If you prefer something hearty, you should try a breakfast soup, e.g. Harira, a traditional soup made from meat, tomatoes, chickpeas, lentils and spices or Bissara, a soup made from fava beans or peas with cumin and olive oil.

The various components are appetizingly arranged in numerous small bowls.

Of course, you already drink for breakfast the well-known Moroccan mint tea, naturally with a lot of sugar. But also coffee (milk coffee, espresso or flavored with spices such as cardamom, cloves, ras el hanout) and freshly squeezed orange juice are regularly found on the table.

I was particularly impressed by the selection of fresh bread (Khobz).

Moroccan bread

Fresh bread is an important part of the Moroccan breakfast. Traditionally bread is also used in Morocco as a substitute for a fork or spoon.

For breakfast it is usually eaten with butter and honey or Amlou, a sweet paste made from ground almonds, honey and argan oil.

Moroccan bread variety (from left to right: white bread, harcha, msemen, baghrir) with amlou, honey, olives and cream cheese

If you prefer it more savory, you can take olive oil, paprika, tomatoes and of course Zaalouk, a dip made from grilled aubergines, tomatoes, garlic and spices.

Due to the French influence, croissants and baguettes are widespread in Morocco.

Typical Moroccan breads very often also contain semolina. Aniseed or (black) cumin provide additional taste.

The best known are the following varieties:

Batbout is a pan bread that is made of flour and semolina . During baking, it puffs up with air. Therefore, like pita, it can be filled very well (e.g. with tuna, minced meat or chicken).

Meloui is also a pan bread that is made of flour, semolina and yeast . The dough is folded with a special technique. At the end the bread is round and looks like a curled up snail. Since the dough is repeatedly drizzled with melted butter while folding, Meloui are relatively rich in content, but taste all the more delicious!!!

Msemen are pan-fried square flaky flatbreads made from flour, semolina and water. Like Meloui, they consist of several thin layers that are drizzled with melted butter.

Harcha are pan-baked flatbreads made from semolina. The special thing about this bread is that it is made entirely with semolina instead of flour. Harcha is traditionally served with honey or jam. But it also tastes very good with olive oil, cream cheese and vegetable sticks.

My breakfast favorite is Baghrir!


Baghrir are small fluffy pancakes made from yeast dough prepared with semolina and flour. Characteristic of Baghrir is its surface with the many small holes. These arise on the surface of the pancakes during frying and give Baghrir its interesting texture.

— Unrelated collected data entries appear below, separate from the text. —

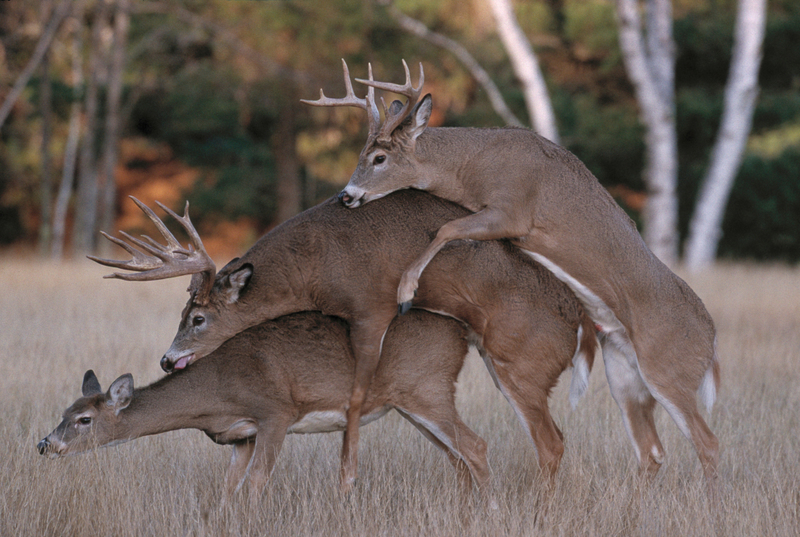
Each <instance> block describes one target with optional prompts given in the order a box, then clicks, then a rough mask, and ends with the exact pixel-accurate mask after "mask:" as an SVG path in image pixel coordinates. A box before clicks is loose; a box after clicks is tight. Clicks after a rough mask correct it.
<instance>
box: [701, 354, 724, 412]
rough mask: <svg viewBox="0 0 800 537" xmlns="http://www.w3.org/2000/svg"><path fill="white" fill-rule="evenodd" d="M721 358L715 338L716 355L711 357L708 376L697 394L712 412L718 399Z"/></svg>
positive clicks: (706, 375) (706, 405)
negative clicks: (717, 355) (712, 408)
mask: <svg viewBox="0 0 800 537" xmlns="http://www.w3.org/2000/svg"><path fill="white" fill-rule="evenodd" d="M719 377H720V371H719V357H718V356H717V339H716V338H714V354H713V356H712V357H711V363H710V364H708V369H706V374H705V375H704V376H703V381H702V382H701V383H700V388H699V389H698V390H697V393H698V394H699V395H700V399H701V400H702V401H703V404H704V405H705V406H706V409H707V410H708V411H709V412H710V411H711V407H712V406H714V401H716V399H717V390H718V389H719Z"/></svg>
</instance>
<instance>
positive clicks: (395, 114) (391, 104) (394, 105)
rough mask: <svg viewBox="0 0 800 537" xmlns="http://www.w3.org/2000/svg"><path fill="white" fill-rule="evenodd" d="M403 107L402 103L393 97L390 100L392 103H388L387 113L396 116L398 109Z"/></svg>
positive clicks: (399, 108)
mask: <svg viewBox="0 0 800 537" xmlns="http://www.w3.org/2000/svg"><path fill="white" fill-rule="evenodd" d="M402 109H403V103H402V102H400V101H398V100H397V99H395V100H394V101H392V104H390V105H389V114H390V115H392V116H396V115H397V114H399V113H400V110H402Z"/></svg>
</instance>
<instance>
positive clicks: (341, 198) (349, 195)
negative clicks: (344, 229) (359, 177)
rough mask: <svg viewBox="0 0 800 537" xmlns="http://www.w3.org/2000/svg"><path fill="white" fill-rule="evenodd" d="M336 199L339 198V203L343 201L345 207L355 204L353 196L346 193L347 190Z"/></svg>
mask: <svg viewBox="0 0 800 537" xmlns="http://www.w3.org/2000/svg"><path fill="white" fill-rule="evenodd" d="M336 197H337V199H338V200H339V201H341V202H342V203H344V204H345V205H350V204H351V203H353V196H351V195H350V194H348V193H347V191H345V190H342V191H341V192H339V195H338V196H336Z"/></svg>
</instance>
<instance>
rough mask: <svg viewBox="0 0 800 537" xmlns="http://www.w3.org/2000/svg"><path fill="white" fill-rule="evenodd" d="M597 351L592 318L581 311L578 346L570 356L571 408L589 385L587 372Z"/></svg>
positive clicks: (592, 361)
mask: <svg viewBox="0 0 800 537" xmlns="http://www.w3.org/2000/svg"><path fill="white" fill-rule="evenodd" d="M595 351H597V333H596V331H595V328H594V322H592V319H591V318H590V317H589V316H588V315H587V314H586V312H583V314H582V315H581V324H580V325H579V326H578V347H577V348H576V349H575V355H574V356H573V357H572V366H573V369H572V382H571V383H570V385H569V402H570V404H571V405H572V408H575V406H576V405H577V404H578V400H579V399H580V398H581V397H582V396H583V394H584V392H586V388H587V387H588V386H589V373H591V372H592V365H594V354H595Z"/></svg>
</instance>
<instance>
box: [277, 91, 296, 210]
mask: <svg viewBox="0 0 800 537" xmlns="http://www.w3.org/2000/svg"><path fill="white" fill-rule="evenodd" d="M295 93H296V92H295V91H294V90H291V89H290V90H288V91H287V92H286V95H294V94H295ZM295 106H296V105H295V104H294V103H293V102H287V103H284V104H283V106H281V112H280V117H279V118H278V127H277V130H276V132H275V134H274V137H273V147H274V151H275V167H276V173H277V180H278V183H277V198H278V204H277V205H278V206H277V211H276V215H275V221H276V223H280V222H283V221H285V220H288V219H289V218H291V217H293V216H294V215H296V214H297V213H299V212H300V209H301V207H300V204H301V200H302V195H303V194H302V188H301V186H300V164H299V163H298V160H297V139H296V133H295Z"/></svg>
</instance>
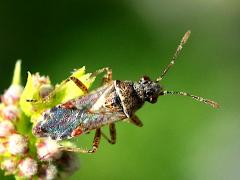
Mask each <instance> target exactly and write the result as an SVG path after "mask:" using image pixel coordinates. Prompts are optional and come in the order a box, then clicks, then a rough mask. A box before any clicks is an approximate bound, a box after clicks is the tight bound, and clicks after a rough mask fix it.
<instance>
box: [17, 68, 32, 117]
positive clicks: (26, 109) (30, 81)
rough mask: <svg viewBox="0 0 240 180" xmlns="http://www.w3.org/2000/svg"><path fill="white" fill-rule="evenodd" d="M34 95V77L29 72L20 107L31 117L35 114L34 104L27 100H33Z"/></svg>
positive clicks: (21, 99)
mask: <svg viewBox="0 0 240 180" xmlns="http://www.w3.org/2000/svg"><path fill="white" fill-rule="evenodd" d="M33 94H34V91H33V80H32V75H31V73H30V72H28V78H27V83H26V86H25V88H24V90H23V93H22V95H21V98H20V107H21V109H22V110H23V112H24V113H25V114H26V115H27V116H31V115H32V113H33V109H32V104H31V103H29V102H27V99H33Z"/></svg>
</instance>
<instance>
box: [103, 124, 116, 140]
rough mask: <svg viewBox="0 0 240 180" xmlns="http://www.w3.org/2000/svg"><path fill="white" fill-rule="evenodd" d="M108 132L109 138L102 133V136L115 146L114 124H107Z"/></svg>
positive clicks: (114, 126) (114, 129) (114, 130)
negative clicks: (108, 129)
mask: <svg viewBox="0 0 240 180" xmlns="http://www.w3.org/2000/svg"><path fill="white" fill-rule="evenodd" d="M109 132H110V137H111V139H110V138H108V137H107V136H106V135H105V134H104V133H102V136H103V137H104V138H105V139H106V140H107V141H108V142H109V143H110V144H115V143H116V127H115V124H114V123H111V124H109Z"/></svg>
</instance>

Therefore, they are also known under the name "pancakes with 1001 holes".

The many holes have the advantage that they can absorb the topping particularly well.

Baghrir taste especially good with syrup made from melted butter and honey.

But they also taste good savory, e.g. with cheese, olives or tomatoes.

Baking baghrir is easy. It is important that the dough is not too thick. Otherwise no bubbles will arise. In this case, you should add a little water.

In addition, baghrir are baked only on one side. They are not turned!

Enjoy baking and Bon appétit!

PS If you are staying in Frankfurt am Main or Offenbach and would like to have a Moroccan breakfast I highly recommend Barrio!


Course bread, pancakes
Cuisine Morocco
Servings 30 pieces


For the dough:

  • 1 package dry yeast
  • 1 tsp. sugar
  • 1 pinch salt
  • 4 tbsp. flour
  • 375 g semolina
  • 2 tsp. baking powder
  • 1 l water lukewarm

For serving:

  • butter
  • honey
  • chopped pistachios


  • Mix semolina, flour, baking powder, dry yeast, salt and sugar with water in a blender about three minutes to form a thin batter.
  • Cover the dough and let it rise at a warm place for 15 minutes.
  • Mix the batter well again with the blender before baking.
  • Heat a coated pan without fat.
  • Add a soup ladle portion of the batter to the pan and let it bake over medium-high heat from one side .
  • The pancakes are ready as soon as a lot of small bubbles arised and the batter is dry on the surface. The underneath is slightly browned.
  • Serve warm with butter, honey and chopped pistachios.


Baghrir are baked without oil or butter. It is therefore important to choose a good pan to avoid that the dough sticks.